すれ違い様に横目でその顔を見た瞬間、文字通り視線が釘付けになった。
——まさに亡き同期だった。
高専時代に嫌というくらい毎日付き合わせていた顔、彼女であると確信させる軟骨に空いたピアス。
「……苗字?」
「えっ?」
もう何年も発してないその名前は自分でも驚くくらいしっかり声に出ていた。苗字の名前に反応した彼女は驚いたようにして私の方を振り返り、見上げる。
まるで私が誰であるか確認しているようだった。
「苗字」
もう一度名前を呼び、彼女の顔を目に焼き付けるように凝視した。髪型、髪色は違えども、幼さが消えて垢抜けようとも人の顔は基本的には変わらない。間違いない、早く思い出してくれ。
「えっと……あの…う、わっ!?」
彼女が私の名前を呼ぶのを待ちきれず、少し乱暴に腕を掴んで元来た道を歩き、人気のない路地裏に連れ込んで衝動的に華奢な体を抱きしめた。許して欲しい。全てを許してくれと懇願するように小さい身体を掻き抱く。
「苗字」
「わっ」
思えば学生時代こうして抱きしめたことは一度もなかった。ただの同期だったからのだから当たり前だろう。こんなに小さかったのかと思い知らされ、こんな小さな体にあの日全て背負わせてしまったと激しい後悔の念に苛まれる。
「死んだのかと、……ばかり」
思っていたよりも震えた声が出て一級術師でありながら情けないと思った。
生きていたなら何故帰って来なかった、何故連絡の一つ寄越さなかった、言ってやりたいことは山ほど出てくる。
「あの……すみません…私のこと…知ってるんですか?」
途端に頭の中が真っ白になるのが分かり、同時に血の気が引く。
まさか早まったのか、人違いだったか。いや、しかし、何度も共に死線を乗り越えた仲間の顔を見間違うはずがない。あの軟骨に空いたピアスホールの存在が私に彼女が"そう"であると自信をつけてくる。
ならば何故彼女はそんな嘘をつく?短時間で思考が目まぐるしく変化する中、その答えはこの後のセリフですぐに分かった。
「ごめんなさい。私、実は八年前より昔の記憶が無くって」
「…八年前?」
彼女が死んだとされたのは十年前だ。それを腕の中にいる女は八年前と言った。なんだ?ただの偶然か?……いや、一つの可能性が脳裏をよぎる。

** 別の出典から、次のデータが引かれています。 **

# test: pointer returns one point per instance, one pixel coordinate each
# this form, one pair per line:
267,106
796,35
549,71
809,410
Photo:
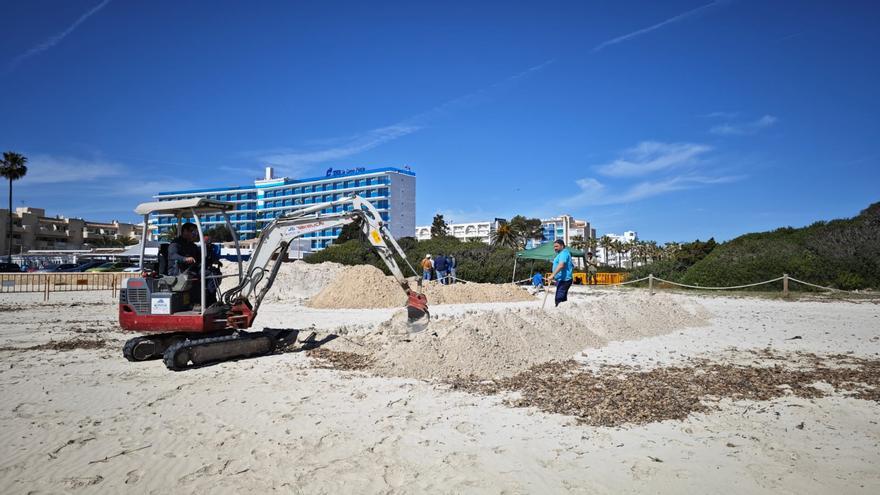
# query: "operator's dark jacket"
180,249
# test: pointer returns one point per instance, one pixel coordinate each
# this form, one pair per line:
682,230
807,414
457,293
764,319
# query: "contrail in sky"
659,25
54,40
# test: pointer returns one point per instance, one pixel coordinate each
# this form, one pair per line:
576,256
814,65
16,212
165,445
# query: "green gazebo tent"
543,252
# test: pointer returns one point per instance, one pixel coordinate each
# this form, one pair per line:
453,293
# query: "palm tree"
592,244
505,236
13,168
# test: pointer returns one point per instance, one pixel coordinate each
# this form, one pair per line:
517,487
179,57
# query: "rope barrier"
720,288
832,289
627,282
658,279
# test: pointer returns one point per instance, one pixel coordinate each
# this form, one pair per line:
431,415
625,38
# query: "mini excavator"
185,333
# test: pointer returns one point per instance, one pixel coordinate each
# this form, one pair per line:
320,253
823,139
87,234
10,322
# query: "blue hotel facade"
390,190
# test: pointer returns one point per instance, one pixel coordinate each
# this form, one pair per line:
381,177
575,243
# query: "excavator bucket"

呪霊の結界は極稀に現実世界との差異を引き起こすことがある…。
私は彼女を解放し、もう一度顔を見るとやはり間違えようがなくて安堵のため息を小さく吐いた。……推測が正しければ、彼女は産土神の呪霊の…結果か何かに閉じ込められ、解放されたら一、二年後になっていて、記憶も無くしていた…この説が有力そうだ。
「少し……私と話しする時間をいただけませんか」
まさか自分からこんなにも懇願するような声が出るとは思わなかった。
もし彼女が本当に記憶喪失であったのならば、彼女の立場からしたら突然見知らぬ男に知らぬ名前を呼ばれて、連行されて抱き締められて…相当恐怖を覚えるに違いないと少し頭が痛くなる。警察に連絡されても何もおかしくはないのだ。完全に早まってしまったからには断られる可能性が高かった。
「…!」
腹を括りながら彼女を見ればあっさりと首を縦に振るものだから呆気に取られてしまう。断られなかったことに密かに胸を撫で下ろし、伊地知君に再度電話をかけ直すとツーコールで出た彼に「私を今朝下ろした場所までお願いします」と合流を促した。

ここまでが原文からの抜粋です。